There are times in life that regardless of the reason, we can find ourselves in hardship and in need of a leg up. It can happen to any of us. When unfortunate circumstances strike and we aren’t prepared, basics such as food are sometimes hard to come by. Something that many people take for granted can be scarce. If this happens, it’s important to remember that you are not alone. There are resources and organizations out there that are willing to lend a hand and help you get back up on your feet. In a given community, there may be food pantries, churches, or local organizations that offer assistance to those in need. Beyond the local outreaches, you may also find some of these federal food assistance programs may be able to offer some aid:
- WIC (Women, infants, and children) is designed to be a supplemental food program to provide nutritious food to low-income women and children who would otherwise be at risk of not being able to access these foods. WIC is also designed to provide additional information on healthy eating as well as referrals for health care.
- SNAP (Supplemental Nutrition Assistance Programs) is meant to assist eligible, low-income households with supplemental nutritious food to help sustain good health. The monthly benefit is loaded on to a card to be used as a debit card for food at authorized retailers. View a quick guide to snap eligibility here.
- The SBP (School Breakfast Program) and NSLP (National School Lunch Program) are meant to help low-income students who qualify to receive free or reduced price lunches and breakfasts at schools or districts that participate in this federal program. Check to see if your local schools participate in these programs.
- In addition to SBP and NSLP, There is also a program offered during the summer that helps fill the gap in school years called SFSP (Summer Food Service Program). Check to see if your local sponsors participate in these programs.

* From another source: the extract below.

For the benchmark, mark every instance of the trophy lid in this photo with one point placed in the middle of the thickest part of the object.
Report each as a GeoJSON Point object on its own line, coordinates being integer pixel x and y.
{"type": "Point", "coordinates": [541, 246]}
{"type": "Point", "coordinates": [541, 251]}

- CSFP (Commodity Supplemental Food Program) is geared toward low income persons over 60 as a way to supplement their diets with USDA food, improving nutrition.
- TEFAP (The Emergency Food Assistance Program)TEFAP (The Emergency Food Assistance Program) makes USDA food available to States. The States then, in turn, provide the food to organizations that they choose to distribute the food (typically food banks). The food banks then distribute the food to local soup Kitchens and food pantries to be given to people directly.
For more info on specific programs, check out Food and Nutrition Service. Reach out to see if you qualify for aid.
Now if you are reading this article because you are in a position to help and would like to contribute resources, consider donating food to a food pantry or local food drives. When we are able to help others, it is important to show gratitude and offer a hand. You can also contribute financially to organizations that help provide food to those in need. Don’t have the means to donate food or funds to help? You can give some of your time. Try contacting a local soup kitchen to see if they could use some help serving others.
When you find yourself back on your feet and no longer in need of these type of programs, return the favor to your community through service or resources. There are plenty of local organizations that can use your help- whether it is one time or on a regular basis. Or lend an ear to someone in need and encourage them to keep going and let them know they are not alone. What comes around goes around. Help encourage your neighbors and help others to get a leg up when you can. A thankful heart is a happy heart!